Bajé del colectivo cerca del puerto. Caminé, respirando el aire fresco del mar, estimulado por el olor a pescado que venía de las banquinas, dejándome llevar en andas por los brazos tibios del sol. Me dije que, después de todo, estaba necesitando vacaciones, dejar el volante, o acabaría más loco que Robert de Niro en Taxi driver.
La ciudad estaba llena de turistas y me costó conseguir alojamiento, una habitación pequeña y limpia, con una ventana de calabozo desde la que se oía el mar a dos cuadras del hotel. Nada mal para quien, en opinión de Gargano, hubiera estado mejor en un contingente de jubilados compartiendo baños de agua termal.
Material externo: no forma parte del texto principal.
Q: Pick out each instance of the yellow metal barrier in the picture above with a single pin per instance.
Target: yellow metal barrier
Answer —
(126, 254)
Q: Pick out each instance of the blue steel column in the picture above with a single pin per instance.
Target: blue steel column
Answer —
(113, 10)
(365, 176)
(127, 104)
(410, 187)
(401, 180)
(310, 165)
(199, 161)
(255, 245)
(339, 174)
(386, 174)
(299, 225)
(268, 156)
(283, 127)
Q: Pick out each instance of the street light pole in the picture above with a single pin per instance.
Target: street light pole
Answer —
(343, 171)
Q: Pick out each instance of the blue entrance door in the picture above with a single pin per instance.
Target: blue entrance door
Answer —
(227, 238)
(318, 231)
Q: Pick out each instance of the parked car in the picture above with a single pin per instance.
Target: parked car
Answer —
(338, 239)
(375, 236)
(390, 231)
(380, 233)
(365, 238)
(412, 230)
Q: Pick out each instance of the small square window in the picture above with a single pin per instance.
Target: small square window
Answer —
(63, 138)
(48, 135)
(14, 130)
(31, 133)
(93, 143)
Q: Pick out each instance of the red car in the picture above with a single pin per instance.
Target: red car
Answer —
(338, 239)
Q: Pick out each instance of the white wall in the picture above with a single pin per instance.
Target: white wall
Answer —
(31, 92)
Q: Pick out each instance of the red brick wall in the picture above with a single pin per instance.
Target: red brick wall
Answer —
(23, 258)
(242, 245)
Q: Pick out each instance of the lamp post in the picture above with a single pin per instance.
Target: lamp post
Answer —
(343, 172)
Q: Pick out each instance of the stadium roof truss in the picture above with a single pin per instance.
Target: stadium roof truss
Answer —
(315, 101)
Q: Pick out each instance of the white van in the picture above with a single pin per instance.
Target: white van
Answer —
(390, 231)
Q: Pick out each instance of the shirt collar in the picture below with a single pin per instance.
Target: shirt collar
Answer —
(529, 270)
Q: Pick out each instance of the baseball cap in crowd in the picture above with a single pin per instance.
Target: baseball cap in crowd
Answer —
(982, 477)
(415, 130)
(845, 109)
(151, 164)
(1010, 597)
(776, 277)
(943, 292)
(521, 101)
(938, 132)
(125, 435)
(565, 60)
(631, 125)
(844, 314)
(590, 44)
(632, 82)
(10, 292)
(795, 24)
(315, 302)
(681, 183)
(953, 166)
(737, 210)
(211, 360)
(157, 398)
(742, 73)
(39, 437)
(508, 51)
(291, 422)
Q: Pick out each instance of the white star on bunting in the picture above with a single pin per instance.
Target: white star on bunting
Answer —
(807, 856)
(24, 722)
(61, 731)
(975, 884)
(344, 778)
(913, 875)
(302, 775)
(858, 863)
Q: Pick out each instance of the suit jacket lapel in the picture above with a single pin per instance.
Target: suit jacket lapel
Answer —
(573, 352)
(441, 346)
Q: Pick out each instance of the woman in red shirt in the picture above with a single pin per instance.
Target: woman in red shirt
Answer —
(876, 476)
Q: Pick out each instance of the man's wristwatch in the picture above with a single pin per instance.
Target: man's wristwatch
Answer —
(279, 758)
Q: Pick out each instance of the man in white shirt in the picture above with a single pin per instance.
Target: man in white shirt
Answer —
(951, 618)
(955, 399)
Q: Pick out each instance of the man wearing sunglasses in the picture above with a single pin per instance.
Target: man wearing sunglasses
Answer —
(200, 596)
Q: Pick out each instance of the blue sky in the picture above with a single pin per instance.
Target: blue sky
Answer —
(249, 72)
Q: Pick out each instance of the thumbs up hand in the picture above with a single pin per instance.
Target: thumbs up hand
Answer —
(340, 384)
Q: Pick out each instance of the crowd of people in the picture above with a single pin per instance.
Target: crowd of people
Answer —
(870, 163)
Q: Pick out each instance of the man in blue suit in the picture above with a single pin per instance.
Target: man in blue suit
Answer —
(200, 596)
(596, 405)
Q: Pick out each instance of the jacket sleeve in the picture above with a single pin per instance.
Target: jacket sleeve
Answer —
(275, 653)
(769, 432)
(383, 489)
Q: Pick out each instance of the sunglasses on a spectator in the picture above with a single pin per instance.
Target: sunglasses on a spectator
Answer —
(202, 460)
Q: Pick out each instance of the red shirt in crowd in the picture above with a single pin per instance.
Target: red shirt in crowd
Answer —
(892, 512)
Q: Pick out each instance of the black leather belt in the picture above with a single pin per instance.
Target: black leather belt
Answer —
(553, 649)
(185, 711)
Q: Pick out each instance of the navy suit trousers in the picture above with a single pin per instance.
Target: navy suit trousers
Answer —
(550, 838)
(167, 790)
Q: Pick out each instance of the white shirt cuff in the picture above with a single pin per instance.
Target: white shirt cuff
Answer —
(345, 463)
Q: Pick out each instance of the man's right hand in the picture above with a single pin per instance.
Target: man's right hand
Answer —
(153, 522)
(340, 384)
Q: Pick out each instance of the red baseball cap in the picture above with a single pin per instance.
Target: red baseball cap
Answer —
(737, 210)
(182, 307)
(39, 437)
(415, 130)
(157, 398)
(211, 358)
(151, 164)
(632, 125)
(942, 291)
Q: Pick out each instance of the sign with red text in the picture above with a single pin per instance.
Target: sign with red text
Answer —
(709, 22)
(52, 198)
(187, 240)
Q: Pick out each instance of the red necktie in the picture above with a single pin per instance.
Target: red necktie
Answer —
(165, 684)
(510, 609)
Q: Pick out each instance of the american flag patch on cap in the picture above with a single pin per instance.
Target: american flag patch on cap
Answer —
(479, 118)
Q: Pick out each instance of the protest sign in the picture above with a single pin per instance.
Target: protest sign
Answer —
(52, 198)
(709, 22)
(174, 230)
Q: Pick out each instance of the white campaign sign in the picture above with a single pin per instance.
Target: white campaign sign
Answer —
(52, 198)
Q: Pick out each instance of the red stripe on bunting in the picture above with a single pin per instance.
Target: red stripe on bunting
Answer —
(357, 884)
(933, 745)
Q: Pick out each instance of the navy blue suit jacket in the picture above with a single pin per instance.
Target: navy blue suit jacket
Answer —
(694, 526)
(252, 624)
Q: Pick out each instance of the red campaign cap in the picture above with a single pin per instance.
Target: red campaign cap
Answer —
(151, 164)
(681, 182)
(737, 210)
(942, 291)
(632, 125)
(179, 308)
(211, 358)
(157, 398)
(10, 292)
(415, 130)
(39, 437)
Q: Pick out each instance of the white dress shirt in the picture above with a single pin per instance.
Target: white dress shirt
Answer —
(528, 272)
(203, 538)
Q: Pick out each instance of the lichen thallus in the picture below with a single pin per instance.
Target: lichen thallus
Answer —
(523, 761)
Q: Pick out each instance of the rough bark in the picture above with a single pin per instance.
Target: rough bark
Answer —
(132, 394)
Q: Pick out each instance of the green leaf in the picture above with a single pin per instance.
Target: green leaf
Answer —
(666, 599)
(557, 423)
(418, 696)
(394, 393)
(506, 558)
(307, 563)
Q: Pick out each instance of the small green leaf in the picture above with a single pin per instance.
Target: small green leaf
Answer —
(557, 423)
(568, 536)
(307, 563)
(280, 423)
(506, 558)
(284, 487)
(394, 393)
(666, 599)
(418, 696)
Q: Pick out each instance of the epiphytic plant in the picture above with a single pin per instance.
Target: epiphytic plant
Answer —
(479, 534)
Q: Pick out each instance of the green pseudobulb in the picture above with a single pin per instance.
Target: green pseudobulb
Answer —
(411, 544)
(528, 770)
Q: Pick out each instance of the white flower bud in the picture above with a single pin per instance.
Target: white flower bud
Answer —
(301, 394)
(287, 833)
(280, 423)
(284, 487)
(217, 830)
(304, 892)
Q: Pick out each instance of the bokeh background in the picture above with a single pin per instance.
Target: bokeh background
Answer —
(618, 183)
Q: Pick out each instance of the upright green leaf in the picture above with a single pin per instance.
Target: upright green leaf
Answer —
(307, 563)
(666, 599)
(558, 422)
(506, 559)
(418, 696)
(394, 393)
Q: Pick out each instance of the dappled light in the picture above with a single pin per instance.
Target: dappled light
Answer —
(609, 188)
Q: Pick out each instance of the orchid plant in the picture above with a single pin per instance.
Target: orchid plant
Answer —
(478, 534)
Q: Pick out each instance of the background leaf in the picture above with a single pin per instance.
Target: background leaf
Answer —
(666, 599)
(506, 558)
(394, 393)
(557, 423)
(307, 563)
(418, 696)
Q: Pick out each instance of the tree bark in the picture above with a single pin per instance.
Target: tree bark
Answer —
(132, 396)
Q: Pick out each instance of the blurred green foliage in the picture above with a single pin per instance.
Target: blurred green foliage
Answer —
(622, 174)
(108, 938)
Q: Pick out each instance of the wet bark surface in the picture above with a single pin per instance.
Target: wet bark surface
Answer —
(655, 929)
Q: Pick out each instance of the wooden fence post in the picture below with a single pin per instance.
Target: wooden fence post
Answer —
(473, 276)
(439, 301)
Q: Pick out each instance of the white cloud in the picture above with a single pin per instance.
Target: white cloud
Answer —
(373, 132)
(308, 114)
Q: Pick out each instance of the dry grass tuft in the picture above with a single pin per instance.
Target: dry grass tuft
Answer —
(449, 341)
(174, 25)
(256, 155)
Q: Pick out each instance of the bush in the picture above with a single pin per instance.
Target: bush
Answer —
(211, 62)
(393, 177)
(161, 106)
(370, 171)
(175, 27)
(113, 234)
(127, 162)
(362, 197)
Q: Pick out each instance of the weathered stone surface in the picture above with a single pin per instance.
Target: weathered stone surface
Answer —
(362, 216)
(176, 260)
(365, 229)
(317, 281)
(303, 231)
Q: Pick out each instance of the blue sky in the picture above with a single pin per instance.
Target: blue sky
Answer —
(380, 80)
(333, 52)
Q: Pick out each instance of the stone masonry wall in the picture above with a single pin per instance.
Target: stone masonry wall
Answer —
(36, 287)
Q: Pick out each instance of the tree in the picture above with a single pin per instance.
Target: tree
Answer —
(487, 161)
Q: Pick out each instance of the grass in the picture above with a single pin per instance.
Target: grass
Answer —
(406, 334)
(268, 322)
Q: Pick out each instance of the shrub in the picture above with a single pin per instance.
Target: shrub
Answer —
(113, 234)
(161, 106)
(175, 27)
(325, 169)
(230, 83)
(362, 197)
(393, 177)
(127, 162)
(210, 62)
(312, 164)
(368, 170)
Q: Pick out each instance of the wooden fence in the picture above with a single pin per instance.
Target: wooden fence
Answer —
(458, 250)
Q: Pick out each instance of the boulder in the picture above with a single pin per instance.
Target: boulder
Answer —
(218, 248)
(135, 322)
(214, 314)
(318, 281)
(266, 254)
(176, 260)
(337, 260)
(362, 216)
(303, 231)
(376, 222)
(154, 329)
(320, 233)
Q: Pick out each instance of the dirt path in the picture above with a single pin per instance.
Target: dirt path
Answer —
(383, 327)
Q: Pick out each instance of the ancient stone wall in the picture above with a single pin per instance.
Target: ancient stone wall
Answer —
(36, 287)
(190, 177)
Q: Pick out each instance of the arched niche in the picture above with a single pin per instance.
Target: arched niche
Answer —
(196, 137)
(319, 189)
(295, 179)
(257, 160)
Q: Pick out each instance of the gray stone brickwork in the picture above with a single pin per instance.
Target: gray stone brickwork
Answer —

– Victoria Pinto Rivarola no es siquiera la oveja negra cogotuda que pretendía ser -me había informado Gargano, con quien curiosamente parecía crecer una amistad de gato capón con perro desdentado: nos olfateábamos el culo uno al otro cada vez que hablábamos y ahí, sin haberlo pensado antes, parecíamos decidir que el mundo es demasiado peligroso para desdeñar la ayuda ocasional de una mascota de especie diferente-. Su verdadero nombre es Victoria Zemeckis, le dicen la Griega. O Hada Madrina, porque después de medianoche era la única que hacía milagros. De acá la corrieron porque se la comía ella sola, pero allá en la costa tuvo familia numerosa.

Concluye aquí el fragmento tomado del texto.